Automated methods for pairwise alignments can be generally categroized as global or local alignment methods. Global alignments seek an optimal alignment between the full length of the sequences, whereas local alignments search for the best alignment between residues in the alignment not the full length. Global and local alignments can be further classified by whether they allow for gaps within a sequence: gapped and ungapped alignments.
CLUSTAL-W is currently one of the most popular automated multiple sequence alignment tools. CLUSTAL-W calculates a distance matrix for the sequences that are to be aligned. The distance matrix is then used to generate a phylogenetic tree that is used to "guide" the series of global alignments needed to create the multiple alignment. This is referred to as progressive alignment.

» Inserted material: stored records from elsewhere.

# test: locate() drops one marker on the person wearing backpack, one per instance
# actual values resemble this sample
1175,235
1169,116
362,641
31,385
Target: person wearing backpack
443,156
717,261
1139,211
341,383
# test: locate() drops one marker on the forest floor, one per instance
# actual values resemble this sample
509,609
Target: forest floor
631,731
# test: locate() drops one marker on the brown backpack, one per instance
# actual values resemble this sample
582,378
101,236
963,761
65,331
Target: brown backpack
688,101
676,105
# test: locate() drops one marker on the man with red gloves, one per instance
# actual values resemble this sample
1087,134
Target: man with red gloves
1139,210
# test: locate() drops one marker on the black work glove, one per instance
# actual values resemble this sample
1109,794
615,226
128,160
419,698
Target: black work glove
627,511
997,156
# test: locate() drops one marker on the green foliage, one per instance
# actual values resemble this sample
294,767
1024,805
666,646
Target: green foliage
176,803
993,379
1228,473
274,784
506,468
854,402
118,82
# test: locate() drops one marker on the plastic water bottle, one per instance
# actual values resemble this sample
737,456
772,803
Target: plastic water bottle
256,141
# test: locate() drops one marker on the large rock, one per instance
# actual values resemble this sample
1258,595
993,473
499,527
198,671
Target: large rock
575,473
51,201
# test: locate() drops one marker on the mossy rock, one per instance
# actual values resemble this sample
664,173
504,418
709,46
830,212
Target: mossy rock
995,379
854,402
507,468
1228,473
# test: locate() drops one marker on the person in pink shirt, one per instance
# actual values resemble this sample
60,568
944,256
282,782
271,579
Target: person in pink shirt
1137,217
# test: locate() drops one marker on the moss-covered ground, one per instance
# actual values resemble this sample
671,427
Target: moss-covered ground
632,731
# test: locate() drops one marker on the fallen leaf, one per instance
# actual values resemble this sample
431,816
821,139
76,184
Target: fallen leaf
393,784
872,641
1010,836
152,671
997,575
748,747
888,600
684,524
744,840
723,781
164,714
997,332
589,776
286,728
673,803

Mutliple sequence alignments may also be created by hand and involve gapped or ungapped sequences. Typically, gapped alignments are used for full protein sequences, whereas ungapped alignments may be used to identify protein domains or motifs (See BLOCKS database).
Other multiple sequence alignment methods include DIALIGN, T-Coffee, and POA (Lassman and Sonnhammer, 2002).
The example given above is an ungapped alignment. No insertion or deletion of residues are considered in the process of generating the alignment. A gap is generated when a residue has either been deleted or inserted in the sequence.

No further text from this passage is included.